Die warmzeitliche Travertinabscheidung ist ab T 9a auf allen tieferen Terrassenniveaus vertreten. Die Zeitskala des Travertinwachstums reicht daher von Warmzeiten des jüngeren Cromers bis in das Holozän. Der mächtige Travertin im Lauster-Bruch, der auf der durch Subrosion verstellten T 9-Terrasse (Hosskirch) sitzt, schließt wahrscheinlich durch einen Hiatus getrennte Travertine auf, die während der Warmzeiten der Marinen Isotopenstufen (MIS) 11 (Holstein) und 9 entstanden. Für die Travertine auf T 11 (Katzensteigle) wird aufgrund von TIMS-230Th/U-Datierungen am gleich hoch liegenden Travertin im Nesenbachtal erstmals ein MIS 7-Alter postuliert. Die auf T 12-Schottern (Jung-Riss) sitzenden Seelberg- und Biedermann-Travertine sind erst im Anschluss an das Eem (MIS 5e)während des St. Germain I (Früh-Würm) entstanden. Ob der frühwürmzeitlichen Travertinbildungsphase noch eine eemzeitliche vorausging, die in der Basis der Travertine steckt, bleibt offen.

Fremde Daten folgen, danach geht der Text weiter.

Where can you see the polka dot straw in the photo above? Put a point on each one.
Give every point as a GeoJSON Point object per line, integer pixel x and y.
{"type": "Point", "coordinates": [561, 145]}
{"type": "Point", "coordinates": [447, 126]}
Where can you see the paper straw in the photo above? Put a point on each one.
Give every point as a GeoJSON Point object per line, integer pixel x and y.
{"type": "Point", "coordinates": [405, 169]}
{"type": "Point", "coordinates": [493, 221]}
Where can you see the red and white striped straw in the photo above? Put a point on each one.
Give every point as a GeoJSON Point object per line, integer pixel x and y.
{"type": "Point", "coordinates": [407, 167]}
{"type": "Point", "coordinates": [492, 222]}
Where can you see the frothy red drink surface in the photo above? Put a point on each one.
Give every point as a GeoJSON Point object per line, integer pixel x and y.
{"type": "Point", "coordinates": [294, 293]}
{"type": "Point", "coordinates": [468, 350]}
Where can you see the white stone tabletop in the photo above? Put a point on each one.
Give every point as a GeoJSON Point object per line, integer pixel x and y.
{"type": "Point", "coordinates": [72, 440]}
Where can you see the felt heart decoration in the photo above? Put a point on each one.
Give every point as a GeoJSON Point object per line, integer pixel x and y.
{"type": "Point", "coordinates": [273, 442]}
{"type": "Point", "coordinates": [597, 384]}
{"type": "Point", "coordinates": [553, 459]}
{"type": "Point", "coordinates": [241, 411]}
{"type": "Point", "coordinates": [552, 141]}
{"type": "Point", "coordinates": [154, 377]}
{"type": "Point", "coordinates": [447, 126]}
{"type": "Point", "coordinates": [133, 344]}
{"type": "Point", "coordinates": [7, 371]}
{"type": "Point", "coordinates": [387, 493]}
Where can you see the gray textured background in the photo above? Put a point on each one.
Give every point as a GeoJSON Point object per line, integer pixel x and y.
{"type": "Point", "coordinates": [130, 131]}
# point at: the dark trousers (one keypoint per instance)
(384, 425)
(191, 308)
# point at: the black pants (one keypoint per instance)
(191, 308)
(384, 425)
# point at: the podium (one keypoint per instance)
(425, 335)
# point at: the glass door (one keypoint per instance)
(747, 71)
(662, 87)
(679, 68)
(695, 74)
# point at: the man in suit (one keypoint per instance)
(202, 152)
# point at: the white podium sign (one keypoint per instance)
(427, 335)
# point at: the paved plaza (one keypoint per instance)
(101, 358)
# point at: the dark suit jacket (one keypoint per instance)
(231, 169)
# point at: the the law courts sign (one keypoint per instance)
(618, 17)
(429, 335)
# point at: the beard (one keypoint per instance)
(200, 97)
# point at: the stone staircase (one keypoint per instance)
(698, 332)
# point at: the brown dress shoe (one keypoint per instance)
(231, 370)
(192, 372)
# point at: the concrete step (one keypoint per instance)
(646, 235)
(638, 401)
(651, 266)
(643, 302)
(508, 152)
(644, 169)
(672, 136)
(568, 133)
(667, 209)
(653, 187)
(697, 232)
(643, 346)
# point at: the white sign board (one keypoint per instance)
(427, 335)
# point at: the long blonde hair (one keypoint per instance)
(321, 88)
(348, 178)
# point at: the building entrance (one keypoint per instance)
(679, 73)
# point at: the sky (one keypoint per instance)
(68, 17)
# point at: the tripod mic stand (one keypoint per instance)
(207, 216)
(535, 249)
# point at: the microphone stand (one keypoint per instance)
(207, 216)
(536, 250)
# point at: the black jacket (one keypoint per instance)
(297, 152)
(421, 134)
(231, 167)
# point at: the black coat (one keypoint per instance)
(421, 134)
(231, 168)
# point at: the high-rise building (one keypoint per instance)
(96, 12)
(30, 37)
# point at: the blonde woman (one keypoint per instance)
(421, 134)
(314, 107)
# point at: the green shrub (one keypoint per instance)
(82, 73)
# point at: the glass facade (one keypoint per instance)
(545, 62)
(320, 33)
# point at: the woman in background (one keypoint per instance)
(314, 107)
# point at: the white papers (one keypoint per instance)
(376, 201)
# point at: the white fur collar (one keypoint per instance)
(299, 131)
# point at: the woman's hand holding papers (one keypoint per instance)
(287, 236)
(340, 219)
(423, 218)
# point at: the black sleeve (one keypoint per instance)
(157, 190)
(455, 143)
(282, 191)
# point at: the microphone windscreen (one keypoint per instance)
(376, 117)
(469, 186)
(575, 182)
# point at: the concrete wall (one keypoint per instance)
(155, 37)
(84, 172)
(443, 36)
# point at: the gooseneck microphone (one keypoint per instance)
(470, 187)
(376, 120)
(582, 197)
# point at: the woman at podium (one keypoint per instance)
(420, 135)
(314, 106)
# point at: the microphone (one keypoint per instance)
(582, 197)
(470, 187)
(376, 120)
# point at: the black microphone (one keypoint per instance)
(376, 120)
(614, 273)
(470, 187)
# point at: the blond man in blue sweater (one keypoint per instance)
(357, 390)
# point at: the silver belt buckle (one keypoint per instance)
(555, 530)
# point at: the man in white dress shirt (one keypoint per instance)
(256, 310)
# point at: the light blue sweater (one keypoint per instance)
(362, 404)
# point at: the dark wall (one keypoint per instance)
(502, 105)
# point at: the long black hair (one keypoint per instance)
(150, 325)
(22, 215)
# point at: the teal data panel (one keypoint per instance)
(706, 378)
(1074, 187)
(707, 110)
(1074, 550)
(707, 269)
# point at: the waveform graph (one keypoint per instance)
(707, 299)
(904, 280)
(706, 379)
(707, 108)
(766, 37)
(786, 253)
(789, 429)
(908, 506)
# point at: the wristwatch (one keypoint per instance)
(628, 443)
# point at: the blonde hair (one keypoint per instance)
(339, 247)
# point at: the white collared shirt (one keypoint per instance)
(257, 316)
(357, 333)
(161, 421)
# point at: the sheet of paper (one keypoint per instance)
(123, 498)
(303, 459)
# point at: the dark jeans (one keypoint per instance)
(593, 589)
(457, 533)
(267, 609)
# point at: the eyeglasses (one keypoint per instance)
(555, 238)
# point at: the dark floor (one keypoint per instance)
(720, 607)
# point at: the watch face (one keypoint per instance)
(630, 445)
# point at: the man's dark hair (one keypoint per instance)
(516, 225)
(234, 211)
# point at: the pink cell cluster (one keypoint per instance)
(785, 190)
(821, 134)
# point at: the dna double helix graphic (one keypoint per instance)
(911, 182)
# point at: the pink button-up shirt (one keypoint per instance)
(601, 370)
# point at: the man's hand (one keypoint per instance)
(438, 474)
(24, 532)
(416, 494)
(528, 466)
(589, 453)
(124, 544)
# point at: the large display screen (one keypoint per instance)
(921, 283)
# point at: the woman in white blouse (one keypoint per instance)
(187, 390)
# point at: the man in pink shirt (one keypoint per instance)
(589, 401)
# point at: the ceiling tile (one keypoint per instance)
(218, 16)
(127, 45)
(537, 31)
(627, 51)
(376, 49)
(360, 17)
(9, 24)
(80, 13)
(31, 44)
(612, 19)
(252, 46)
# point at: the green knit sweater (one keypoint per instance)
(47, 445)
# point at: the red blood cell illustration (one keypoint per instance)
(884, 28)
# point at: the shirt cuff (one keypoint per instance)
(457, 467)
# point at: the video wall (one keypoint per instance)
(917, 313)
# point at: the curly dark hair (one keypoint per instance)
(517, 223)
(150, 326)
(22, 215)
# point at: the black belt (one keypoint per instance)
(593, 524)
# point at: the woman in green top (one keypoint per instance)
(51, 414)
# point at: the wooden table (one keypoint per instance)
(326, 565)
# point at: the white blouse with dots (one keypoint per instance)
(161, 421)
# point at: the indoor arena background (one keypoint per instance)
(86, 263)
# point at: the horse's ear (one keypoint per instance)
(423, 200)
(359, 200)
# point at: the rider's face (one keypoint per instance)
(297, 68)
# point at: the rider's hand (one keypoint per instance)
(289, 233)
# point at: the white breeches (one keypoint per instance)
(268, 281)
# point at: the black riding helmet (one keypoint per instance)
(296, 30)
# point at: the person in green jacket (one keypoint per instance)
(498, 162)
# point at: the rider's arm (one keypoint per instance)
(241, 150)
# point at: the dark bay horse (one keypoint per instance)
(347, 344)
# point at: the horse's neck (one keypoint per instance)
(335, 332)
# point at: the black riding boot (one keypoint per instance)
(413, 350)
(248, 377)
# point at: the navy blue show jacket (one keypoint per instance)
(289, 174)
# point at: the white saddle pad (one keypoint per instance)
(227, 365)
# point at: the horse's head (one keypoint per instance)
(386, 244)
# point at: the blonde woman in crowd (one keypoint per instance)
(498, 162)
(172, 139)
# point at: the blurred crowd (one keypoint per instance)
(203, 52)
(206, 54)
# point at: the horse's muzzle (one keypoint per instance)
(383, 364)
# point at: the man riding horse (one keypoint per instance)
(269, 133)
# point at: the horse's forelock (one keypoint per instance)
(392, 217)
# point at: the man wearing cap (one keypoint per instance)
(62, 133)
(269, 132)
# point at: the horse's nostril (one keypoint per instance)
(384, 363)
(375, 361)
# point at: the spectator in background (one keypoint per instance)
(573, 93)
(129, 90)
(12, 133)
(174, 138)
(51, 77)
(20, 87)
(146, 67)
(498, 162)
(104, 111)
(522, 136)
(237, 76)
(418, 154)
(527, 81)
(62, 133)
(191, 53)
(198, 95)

Im Nesenbachtal und im Cannstatter Becken ist von einer zeitgleichen Travertinbildung auszugehen. Älteste Travertine im Nesenbachtal könnten mit solchen des Niveaus 9a im Cannstatter Becken korrespondieren und haben somit früh-mittelpleistozänes (cromerzeitliches) Alter. Auf tieferen Verebnungen im Nesenbachtal, die auf Terrassen im Neckartal ausgerichtet sind, treten Travertine mit mittelpleistozänem (MIS 7), jungpleistozänem und holozänem Alter auf.